Monday, April 13, 2009
Monday, April 6, 2009
I hope this picture of chickens that I took a few weeks ago in the Yenimahalle district in the city of Ankara can distract from the terrible grammar, all of the typos and general slopiness of my last post.
In the shadow of bland, pastel coloured apartment blocks are chickens...and goats...and sheep...and all kinds of other farm friends. I love this city.
And, this Rufus Wainwright does Judy Garland disc that I'm listening to is pretty great as well.
Saturday, April 4, 2009
I'm also thinking of another stab at Bulgaria. I want last year for a few days and really quite liked it. I went to Plovdiv. I'm thinking of going to Sofia. In particular, I want to go to a football game, especially a CSKA match. This team has a hardcore following of neo-nazi skinheads. I'm sure other Bulgarian teams do to, but this one I know for sure does. I don't know why I have an interested in seeing these guys doing their neo-nazi thing at a football game, but I do. Partly, I think, because I have never experienced that. I will avoid wearing my t-shirt that features a swastika with a giant red line through the middle.
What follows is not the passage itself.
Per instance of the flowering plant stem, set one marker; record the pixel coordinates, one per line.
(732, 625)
I may get beat up.
As well, I'm interested in the South East of Turkey, a mostly Kurdish area, which has been very unsettled for many years. I would like to go to the province of Hakkari...to see the point where Iraq, Iran and Turkey meet. I have this desire to at least see the Iraq border. I'd love to go to Iraq, and I know that it is possible, but, I don't know if I'm that adventorous yet. A friend of mine was there during the recent elections as an observer representing the UN. I think she has the best job on the planet. She gets to see Obama in Istanbul. Damn her.
I'm also thinking about Diyarbikar or Van, maybe Mardin. There is just so much to see here in Turkey, and I wonder how I can see it all! I know that isn't realistic or possible, but, I can try. But, even beyond Turkey's borders...Georgia, Iran, Armenia, Syria, Bulgaria, Greece...all within close range, all interesting places, all places I either want to go, or see more of. So, I just have to do it. I have to pick my next destination and go. Maybe I should go to Kars and see how I would get into either Iran or Georgia? Who knows. Or, maybe I should just jump on the bus and head to Sofia. Or, maybe I should do something completely different. Maybe I should just go to the otogar and get on the first bus I can get on going...somewhere...and see where I end up. I like just rambling along, not really having a destination, or even knowing where I am for that matter.
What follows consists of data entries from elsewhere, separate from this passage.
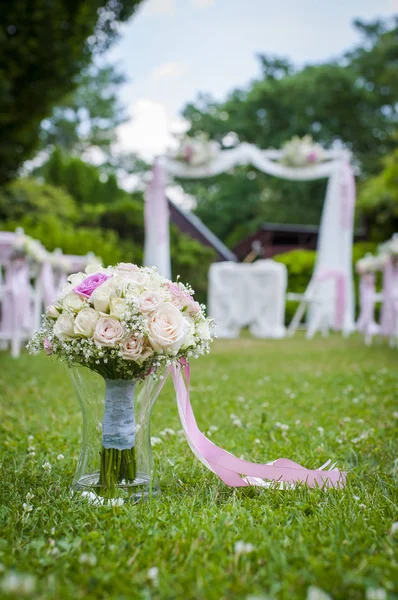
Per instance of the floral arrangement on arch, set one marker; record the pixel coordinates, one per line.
(123, 322)
(302, 152)
(197, 151)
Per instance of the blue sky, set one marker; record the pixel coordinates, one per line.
(174, 49)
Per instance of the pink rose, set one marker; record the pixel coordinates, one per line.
(135, 349)
(88, 285)
(47, 345)
(108, 331)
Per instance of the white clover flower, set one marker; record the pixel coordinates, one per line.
(243, 548)
(18, 584)
(88, 559)
(376, 594)
(153, 575)
(394, 528)
(116, 502)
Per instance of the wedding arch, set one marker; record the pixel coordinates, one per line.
(333, 267)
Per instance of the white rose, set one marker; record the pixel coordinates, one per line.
(52, 312)
(203, 330)
(64, 327)
(65, 289)
(76, 278)
(134, 349)
(150, 301)
(73, 302)
(190, 334)
(85, 322)
(108, 331)
(101, 296)
(117, 307)
(167, 329)
(95, 268)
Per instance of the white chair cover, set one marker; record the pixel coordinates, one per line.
(248, 294)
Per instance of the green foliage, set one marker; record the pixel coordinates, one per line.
(191, 261)
(28, 197)
(44, 46)
(300, 267)
(378, 200)
(350, 101)
(337, 540)
(88, 115)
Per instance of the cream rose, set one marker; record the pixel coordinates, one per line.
(101, 296)
(150, 301)
(64, 327)
(135, 349)
(95, 268)
(203, 330)
(117, 307)
(52, 311)
(85, 322)
(108, 331)
(72, 302)
(189, 339)
(167, 329)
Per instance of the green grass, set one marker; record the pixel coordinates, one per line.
(338, 541)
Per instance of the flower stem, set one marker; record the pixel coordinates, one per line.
(116, 467)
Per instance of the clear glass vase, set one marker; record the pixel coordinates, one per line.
(116, 456)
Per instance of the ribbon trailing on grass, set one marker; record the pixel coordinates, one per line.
(233, 471)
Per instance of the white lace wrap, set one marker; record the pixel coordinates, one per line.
(118, 425)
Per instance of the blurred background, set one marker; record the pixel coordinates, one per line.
(92, 91)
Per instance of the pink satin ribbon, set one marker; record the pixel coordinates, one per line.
(347, 195)
(389, 309)
(229, 468)
(366, 323)
(323, 274)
Oh, I appear to be in luck! I have found out how to get from Kars into Georgia. http://www.seat61.com/Turkey2.htm#Eastern%20Turkey Mind you, it doesn't seem to be on a train, and it does seem to be a bit of a logistical challenge, but, it looks pretty interesting. The temperatures are still a little cool in that area though for sleeping outdoors...maybe I'll have to wait a month or so to do that run. And, if I do that, I have to find out something about Georgia. I know very little about it. But, it seems like a good idea to go there....no?
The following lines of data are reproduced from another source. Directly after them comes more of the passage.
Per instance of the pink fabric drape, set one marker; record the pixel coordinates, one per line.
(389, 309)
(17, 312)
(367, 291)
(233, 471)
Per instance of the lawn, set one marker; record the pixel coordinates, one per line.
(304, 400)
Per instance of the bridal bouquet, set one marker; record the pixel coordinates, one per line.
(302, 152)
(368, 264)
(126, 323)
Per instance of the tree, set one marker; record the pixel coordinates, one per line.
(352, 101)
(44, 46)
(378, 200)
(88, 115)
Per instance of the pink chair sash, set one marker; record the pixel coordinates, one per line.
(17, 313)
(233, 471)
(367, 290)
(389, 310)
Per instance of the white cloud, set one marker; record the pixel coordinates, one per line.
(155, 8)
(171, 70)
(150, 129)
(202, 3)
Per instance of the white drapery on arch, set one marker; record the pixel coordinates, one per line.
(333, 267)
Well, we will see where I end up. Tomorrow, a friend of ours is driving to a town not far from Ankara, near the ancient Phrygian capital, Gordion. Who are the Phrygians, you might ask? Good question. I'll find out the answer tomorrow. This place is, supposedly, where King Midas was buried...and where Alexandar the Great slashed the Gordion knot, which was a good thing, apparently, at least for him. I really must find out more.
Tuesday, March 31, 2009
On a related note, I always thought the best name for a wiener dog would be Bratwurst.
Monday, March 30, 2009
But, not right now...
Sunday, March 29, 2009
Now, if you will excuse me, I have a diaper to change, and I don't like the smell of this one!